Я спросил, где майор Рудяков. Габриэла вышла его позвать.
– Почему я в частном доме, а не в госпитале? – поинтересовался я у майора.
– Наш санбат все время стоял в этом городишке, только на днях снялся с места. Здесь я и прослышал про хирурга Штирера. Скоро видно будет, что с тобой дальше делать, – объяснил он.
Городок, как сообщил мне майор Рудяков, назывался Гавайншталь. Я эти края знал прекрасно, здесь располагались склады и мастерские нашей бригады. Через несколько дней, наладив для меня радио, майор уехал, оставив меня на попечении интендантской службы и обещая скоро вернуться.
Когда я в первый раз услышал музыку, я почувствовал такую боль, как будто мне разбередили рану, и попросил профессора выключить радио.
– Почему? – спросил он в недоумении. – Вы не любите музыку?
Я ответил, что с недавних пор ненавижу ее.
В карих глазах Габриэлы вспыхнула искорка, и, закусив губу, она вышла из комнаты.
…Через два дня майор Рудяков вернулся и привел с собой еще трех раненых, солдат-телефонистов. Штирер принял и их тоже и поселил в одной из комнат на первом этаже. Они подорвались на минах, но отделались легко и не хотели ложиться в санбат. Майор привел их сюда, чтоб продержать в постели хотя бы недельку.
Кроме того, он рассказал новости: наша бригада продвинулась вперед километров на тридцать и догнала наконец немцев. За февральские бои многие из нашей группы, в том числе и я, были представлены к награде. Полковник Покровский прислал мне через майора записку с поздравлением. Только флакончика с духами на этот раз я от него не получил.
Уладив все вопросы со Штирером и с нашими офицерами-снабженцами, майор снова уехал, оставив при нас санинструктора, и обещал, что дней через десять либо приедет сам, либо пришлет за нами помощника.
Так я остался один, хотя русских было нас в доме пятеро. Санинструктор взял на себя троих новичков. Девушка с веснушками только приносила еду и прибиралась. У профессора и без нас хватало пациентов, его очень часто вызывали в город. Некому было отвлечь меня от мысли, что я валяюсь, как инвалид, по собственной дурости. Пусть бы хоть десять ребер перебили, да только в бою, а не вот так по-идиотски. Сейчас все, что я мог, – это приподниматься на локте и смотреть на весну из окна второго этажа. Да и то – не тут-то было: на пороге вырастала Габриэла, серьезная, почти хмурая, на лбу – три озорные прядки волос, совсем не идущие к лицу, на котором улыбка была таким редким гостем.
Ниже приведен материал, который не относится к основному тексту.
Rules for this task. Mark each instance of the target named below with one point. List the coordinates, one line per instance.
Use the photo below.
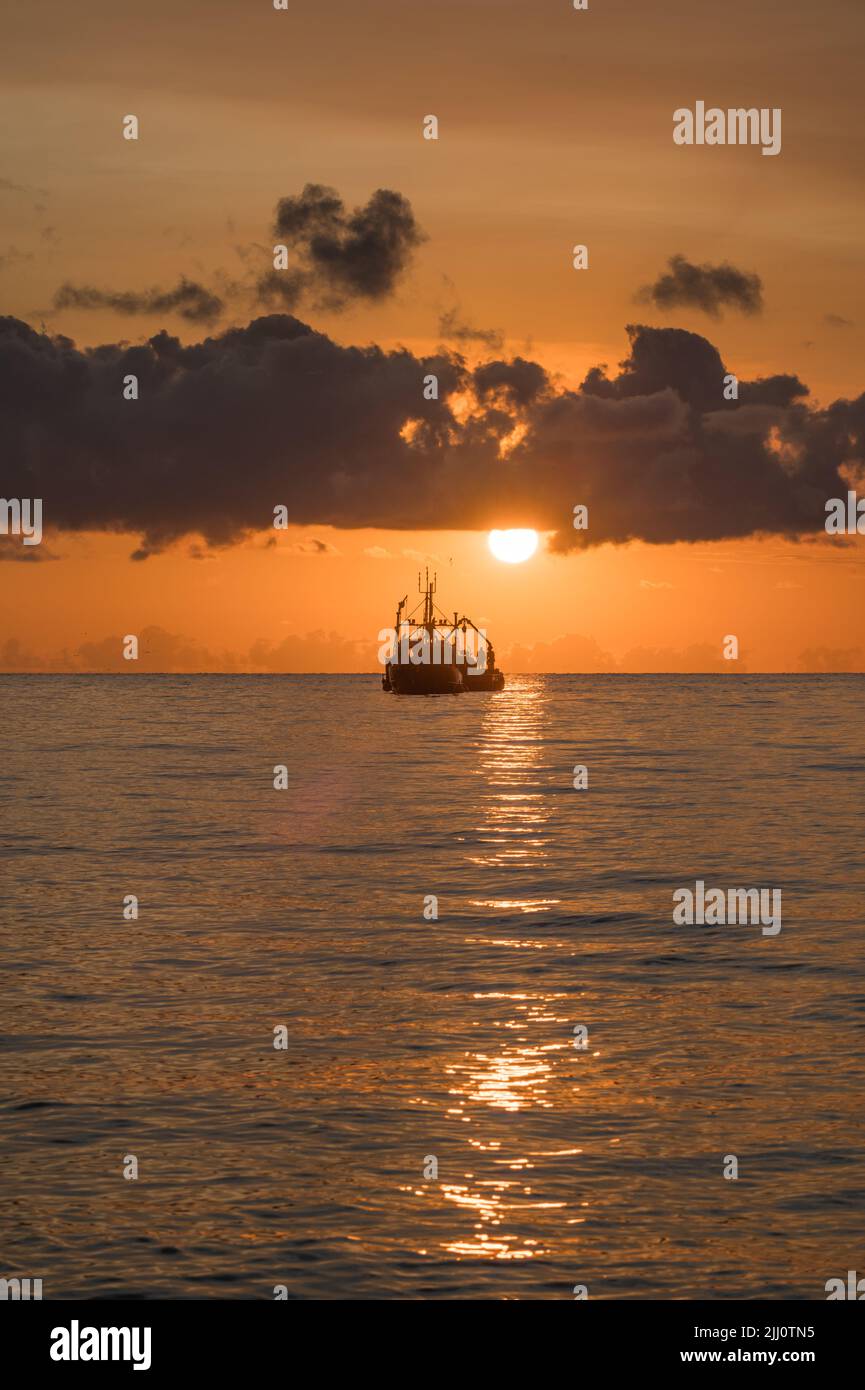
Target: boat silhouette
(431, 653)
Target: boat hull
(422, 680)
(402, 679)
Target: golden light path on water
(513, 1072)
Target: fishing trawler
(431, 653)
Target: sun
(513, 546)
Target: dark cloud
(341, 256)
(188, 299)
(274, 413)
(708, 288)
(452, 328)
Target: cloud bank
(278, 414)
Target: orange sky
(555, 128)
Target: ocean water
(409, 1039)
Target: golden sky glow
(538, 149)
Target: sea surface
(412, 1037)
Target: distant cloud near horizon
(707, 288)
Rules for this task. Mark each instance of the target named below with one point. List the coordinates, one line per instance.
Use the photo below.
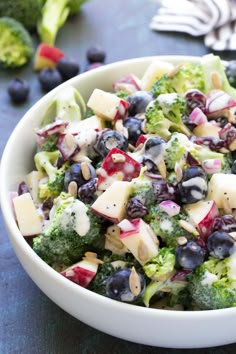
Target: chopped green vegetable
(213, 284)
(16, 46)
(54, 16)
(27, 12)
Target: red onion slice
(218, 100)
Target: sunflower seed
(134, 282)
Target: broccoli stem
(54, 15)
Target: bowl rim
(38, 262)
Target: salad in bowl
(130, 192)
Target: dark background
(29, 321)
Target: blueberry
(80, 173)
(121, 286)
(135, 208)
(18, 89)
(110, 139)
(86, 192)
(138, 102)
(68, 68)
(193, 186)
(220, 244)
(22, 188)
(96, 54)
(190, 255)
(49, 79)
(134, 127)
(195, 98)
(233, 167)
(231, 72)
(154, 146)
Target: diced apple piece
(207, 129)
(117, 166)
(32, 181)
(222, 189)
(107, 105)
(112, 203)
(139, 238)
(82, 272)
(202, 214)
(128, 83)
(28, 219)
(47, 56)
(113, 242)
(154, 72)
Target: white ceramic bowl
(161, 328)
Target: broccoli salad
(133, 194)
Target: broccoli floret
(142, 189)
(175, 152)
(54, 16)
(67, 105)
(212, 64)
(168, 286)
(213, 284)
(50, 143)
(108, 267)
(27, 12)
(182, 297)
(165, 115)
(16, 46)
(53, 188)
(45, 163)
(189, 76)
(72, 230)
(168, 228)
(227, 163)
(161, 266)
(199, 152)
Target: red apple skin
(123, 110)
(136, 226)
(81, 276)
(47, 56)
(50, 52)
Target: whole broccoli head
(168, 228)
(16, 46)
(71, 231)
(161, 266)
(165, 115)
(213, 284)
(187, 76)
(27, 12)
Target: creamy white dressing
(166, 100)
(232, 265)
(209, 278)
(77, 211)
(220, 101)
(166, 225)
(196, 182)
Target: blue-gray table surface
(30, 323)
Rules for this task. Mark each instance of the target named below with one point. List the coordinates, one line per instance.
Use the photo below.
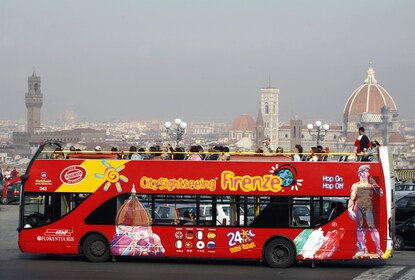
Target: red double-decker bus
(249, 207)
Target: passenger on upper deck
(194, 150)
(215, 153)
(295, 156)
(58, 154)
(266, 145)
(227, 153)
(313, 156)
(372, 153)
(300, 151)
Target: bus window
(300, 212)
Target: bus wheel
(5, 201)
(96, 248)
(279, 253)
(399, 243)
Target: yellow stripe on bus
(103, 171)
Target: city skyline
(202, 61)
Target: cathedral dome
(243, 123)
(369, 98)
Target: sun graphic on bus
(112, 175)
(288, 175)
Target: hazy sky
(203, 60)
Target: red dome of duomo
(369, 98)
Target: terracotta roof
(369, 98)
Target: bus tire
(279, 253)
(96, 249)
(399, 243)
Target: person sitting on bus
(58, 154)
(188, 218)
(372, 153)
(295, 156)
(194, 150)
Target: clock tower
(34, 102)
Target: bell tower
(34, 102)
(269, 110)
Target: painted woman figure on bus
(361, 210)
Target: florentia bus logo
(58, 232)
(73, 174)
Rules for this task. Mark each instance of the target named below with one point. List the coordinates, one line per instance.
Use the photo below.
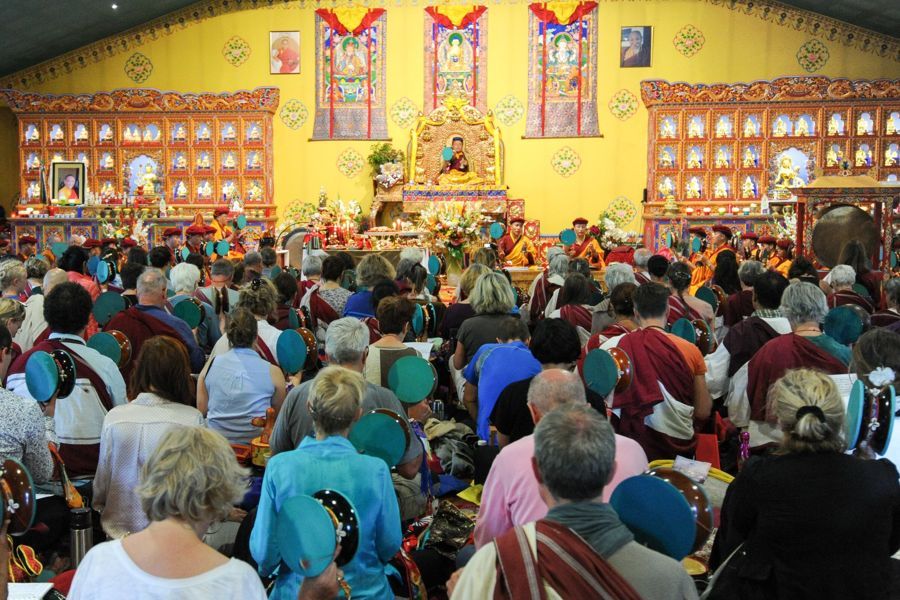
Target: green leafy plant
(381, 154)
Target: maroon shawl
(784, 352)
(565, 562)
(737, 307)
(745, 339)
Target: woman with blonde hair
(190, 481)
(810, 521)
(329, 461)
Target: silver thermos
(80, 534)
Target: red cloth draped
(784, 352)
(656, 359)
(577, 315)
(745, 339)
(445, 22)
(565, 562)
(546, 15)
(332, 20)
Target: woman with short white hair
(189, 482)
(184, 278)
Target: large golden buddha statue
(455, 168)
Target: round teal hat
(188, 312)
(107, 305)
(657, 514)
(685, 330)
(412, 379)
(601, 373)
(707, 295)
(291, 351)
(380, 435)
(306, 535)
(843, 324)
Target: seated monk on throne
(455, 170)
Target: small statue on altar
(255, 191)
(665, 159)
(780, 128)
(668, 129)
(723, 127)
(750, 128)
(748, 190)
(749, 159)
(694, 161)
(788, 175)
(695, 129)
(455, 170)
(834, 126)
(721, 159)
(148, 181)
(721, 188)
(693, 188)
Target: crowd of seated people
(153, 444)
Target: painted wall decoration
(562, 70)
(350, 74)
(456, 54)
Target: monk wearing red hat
(585, 246)
(706, 263)
(27, 247)
(515, 248)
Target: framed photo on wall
(284, 52)
(636, 44)
(68, 181)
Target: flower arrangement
(609, 235)
(452, 226)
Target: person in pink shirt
(511, 494)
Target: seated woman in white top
(237, 385)
(190, 481)
(131, 432)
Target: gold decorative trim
(770, 11)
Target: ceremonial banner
(350, 86)
(562, 70)
(456, 54)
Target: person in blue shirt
(329, 461)
(495, 366)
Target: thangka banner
(350, 85)
(456, 54)
(562, 70)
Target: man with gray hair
(806, 347)
(149, 318)
(347, 345)
(581, 538)
(511, 494)
(842, 279)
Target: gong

– Вам нельзя подниматься с постели, – одергивала она меня.
– Почему?
– Врач не велел.
– Какой врач?
– Ваш.
Я злился: зачем говорить такие вещи? И кто ей дал право заходить ко мне в комнату и делать замечания?
По вечерам она иногда сидела у окна в соседней комнате, как будто на дежурстве. Заходила, спрашивала, не надо ли мне чего. Постепенно у меня сложилось впечатление, что у нее в жизни была какая-то утрата и теперь она пытается заглушить печаль в обществе раненого.
По утрам меня обихаживала девушка с веснушками, потом навещал профессор.
– Гут-гут, – говорил профессор. – День ото дня все лучше. У вас крепкий организм. Да и еще бы – в вашем-то возрасте!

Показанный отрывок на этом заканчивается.